通用文件写入、打包、OSS 上传管线 SDK
Project description
FUploader
通用的「消费消息 → 写本地文件 → 打包归档 → 上传 OSS」管线 SDK。
核心流程
MessageSource MetaWriter MetaPacker
──────────── ────────────── ─────────────────
RabbitMQ ──► 解析消息 ──► 写盘到 slot ──► 封口 ──► 打包 .tar.zst ──► 上传 OSS ──► 清理本地
│
▼
Redis (StateStore)
· slot 计数 / 封口阈值
· 待打包队列
· 分布式锁
架构设计
三层抽象接口
SDK 通过抽象接口解耦外部依赖,方便替换不同中间件:
| 接口 | 职责 | 内置实现 |
|---|---|---|
MessageSource |
消息消费、ACK/NACK | RabbitMQSource (aio-pika) |
StateStore |
slot 状态、队列、分布式锁 | RedisStateStore (redis-py async) |
ObjectStore |
文件上传、存在性检查 | OssUploader (COS / 阿里云 OSS / S3) |
四种策略注入
业务逻辑通过 Callable 注入,无需继承任何类:
| 策略 | 签名 | 作用 |
|---|---|---|
MessageParser |
(bytes) -> dict |
将原始消息字节解析为结构化数据 |
FileNameGenerator |
(dict) -> str |
根据数据生成写入文件名 |
Packer |
(Path) -> Path | None |
将目录打包为归档文件 |
RemoteKeyGenerator |
(str) -> str |
根据归档文件名生成远端 OSS key |
Slot 分片机制
- 按文件名 hash 取模分配到不同 slot 目录(
slot_0_0、slot_1_0...) - 每个 slot 有独立的
active_dir_id和active_count - 支持多进程并行写入同一存储目录,互不冲突
封口(Seal)机制
- 每个 slot 目录内文件数达到
pack_threshold时自动触发封口 - 当前目录被标记为 ready,加入打包队列;同时创建新序号目录(如
slot_0_0→slot_0_1) - 阈值检查通过 Redis Lua 脚本保证原子性
残留恢复
启动时自动扫描 storage_root,找出非当前活跃的 slot_* 目录,重新加入待打包队列,防止进程崩溃后数据丢失。
安装
# 基础安装
pip install FUploader
# 按需安装 OSS 后端
pip install FUploader[cos] # 腾讯云 COS
pip install FUploader[oss] # 阿里云 OSS
pip install FUploader[s3] # AWS S3 / MinIO
pip install FUploader[adapters] # 全部 OSS 后端
快速开始
以下示例展示抖音评论数据写入管线的完整用法(源码见 examples/douyin_writer.py):
import asyncio
import json
from pathlib import Path
from file_uploader import (
FileWriterConfig,
FileWriterPipeline,
OssProvider,
OssUploader,
RabbitMQSource,
RedisStateStore,
tar_zstd_packer,
)
# 1. 业务策略函数
def douyin_message_parser(raw_body: bytes) -> dict:
return json.loads(raw_body.decode("utf-8"))

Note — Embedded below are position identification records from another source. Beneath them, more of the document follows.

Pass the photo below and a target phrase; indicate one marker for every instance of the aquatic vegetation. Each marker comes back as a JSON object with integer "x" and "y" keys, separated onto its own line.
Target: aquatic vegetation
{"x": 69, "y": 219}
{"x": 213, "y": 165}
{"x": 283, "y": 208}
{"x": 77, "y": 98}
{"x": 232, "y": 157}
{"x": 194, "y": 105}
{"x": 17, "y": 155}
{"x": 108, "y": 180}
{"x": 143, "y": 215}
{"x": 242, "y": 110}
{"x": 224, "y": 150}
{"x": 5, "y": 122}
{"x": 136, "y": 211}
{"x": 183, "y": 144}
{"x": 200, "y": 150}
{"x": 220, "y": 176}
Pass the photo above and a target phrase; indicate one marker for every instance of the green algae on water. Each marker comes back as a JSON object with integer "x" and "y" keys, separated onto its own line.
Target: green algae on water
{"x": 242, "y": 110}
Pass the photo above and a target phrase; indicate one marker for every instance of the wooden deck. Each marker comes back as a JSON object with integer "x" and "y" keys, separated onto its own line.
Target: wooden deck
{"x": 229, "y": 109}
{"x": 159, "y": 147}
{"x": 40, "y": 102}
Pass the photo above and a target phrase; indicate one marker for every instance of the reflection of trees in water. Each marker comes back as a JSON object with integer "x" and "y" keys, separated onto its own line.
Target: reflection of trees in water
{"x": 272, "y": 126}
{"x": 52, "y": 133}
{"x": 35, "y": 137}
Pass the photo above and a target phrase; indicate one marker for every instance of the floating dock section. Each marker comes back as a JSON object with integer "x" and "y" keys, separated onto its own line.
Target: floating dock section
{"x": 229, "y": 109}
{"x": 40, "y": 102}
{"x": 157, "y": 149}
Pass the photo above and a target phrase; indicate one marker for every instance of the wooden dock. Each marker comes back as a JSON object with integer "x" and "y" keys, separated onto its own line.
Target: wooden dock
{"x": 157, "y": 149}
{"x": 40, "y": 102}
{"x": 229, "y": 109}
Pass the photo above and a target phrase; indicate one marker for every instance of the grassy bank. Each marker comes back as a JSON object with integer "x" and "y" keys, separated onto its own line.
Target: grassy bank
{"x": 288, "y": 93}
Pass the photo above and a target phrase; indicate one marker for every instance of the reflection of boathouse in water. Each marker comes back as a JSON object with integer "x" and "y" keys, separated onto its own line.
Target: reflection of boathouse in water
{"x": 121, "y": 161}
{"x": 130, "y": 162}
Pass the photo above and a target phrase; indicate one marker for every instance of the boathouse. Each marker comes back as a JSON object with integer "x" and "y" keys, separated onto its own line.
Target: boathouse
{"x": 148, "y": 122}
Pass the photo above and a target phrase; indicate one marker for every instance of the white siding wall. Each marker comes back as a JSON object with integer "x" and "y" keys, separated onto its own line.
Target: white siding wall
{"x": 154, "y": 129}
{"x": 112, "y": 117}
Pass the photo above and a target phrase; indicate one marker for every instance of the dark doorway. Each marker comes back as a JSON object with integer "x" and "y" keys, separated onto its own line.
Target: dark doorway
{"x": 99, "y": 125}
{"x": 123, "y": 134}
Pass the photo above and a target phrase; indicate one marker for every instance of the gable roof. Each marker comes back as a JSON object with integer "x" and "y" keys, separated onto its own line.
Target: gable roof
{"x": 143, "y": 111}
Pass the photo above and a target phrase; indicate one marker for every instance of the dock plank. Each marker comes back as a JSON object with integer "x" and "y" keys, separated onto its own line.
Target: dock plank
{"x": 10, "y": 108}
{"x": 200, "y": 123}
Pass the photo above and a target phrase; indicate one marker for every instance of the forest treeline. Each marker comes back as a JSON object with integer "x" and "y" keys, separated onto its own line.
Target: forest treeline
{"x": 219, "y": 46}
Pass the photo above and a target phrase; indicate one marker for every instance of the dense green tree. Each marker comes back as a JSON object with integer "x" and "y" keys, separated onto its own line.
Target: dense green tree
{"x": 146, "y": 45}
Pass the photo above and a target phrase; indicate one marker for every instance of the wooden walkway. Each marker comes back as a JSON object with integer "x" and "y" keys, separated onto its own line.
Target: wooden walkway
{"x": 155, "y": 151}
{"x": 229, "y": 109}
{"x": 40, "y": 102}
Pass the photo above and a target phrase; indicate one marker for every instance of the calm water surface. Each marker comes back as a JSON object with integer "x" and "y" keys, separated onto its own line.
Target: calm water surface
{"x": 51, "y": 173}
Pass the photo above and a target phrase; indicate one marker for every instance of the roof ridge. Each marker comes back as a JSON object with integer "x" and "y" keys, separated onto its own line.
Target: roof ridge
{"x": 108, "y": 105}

def douyin_file_name_generator(data: dict) -> str:
comment_id = data.get("cid", "unknown")
return f"comment_{comment_id}.json"
def douyin_remote_key_generator(archive_name: str) -> str:
from datetime import datetime
date_str = datetime.now().strftime("%Y%m%d")
return f"douyin/comments/{date_str}/{archive_name}"
async def main():
# 2. 配置
config = FileWriterConfig(
slot_count=16,
pack_threshold=1000,
storage_root=Path("/data/douyin_output"),
save_timeout=5.0,
packer_concurrency=4,
packer_interval=2.0,
packer_max_retries=3,
)
# 3. Redis 状态存储
state_store = RedisStateStore(
host="localhost", port=6379, db=0,
key_prefix="file_uploader:douyin:",
)
await state_store.connect()
# 4. RabbitMQ 消息源
message_source = RabbitMQSource(
host="localhost", port=5672,
user="guest", password="guest",
queue_name="douyin_comment_queue",
)
# 5. OSS 上传器(腾讯云 COS)
object_store = OssUploader(
provider=OssProvider.COS,
bucket="douyin-data-1250000000",
region="ap-guangzhou",
endpoint="cos.ap-guangzhou.myqcloud.com",
access_key_id="AKID...",
access_key_secret="...",
)
# 6. 构建 Pipeline
pipeline = (
FileWriterPipeline
.with_config(config)
.with_state_store(state_store)
.with_message_source(message_source)
.with_object_store(object_store)
.with_message_parser(douyin_message_parser)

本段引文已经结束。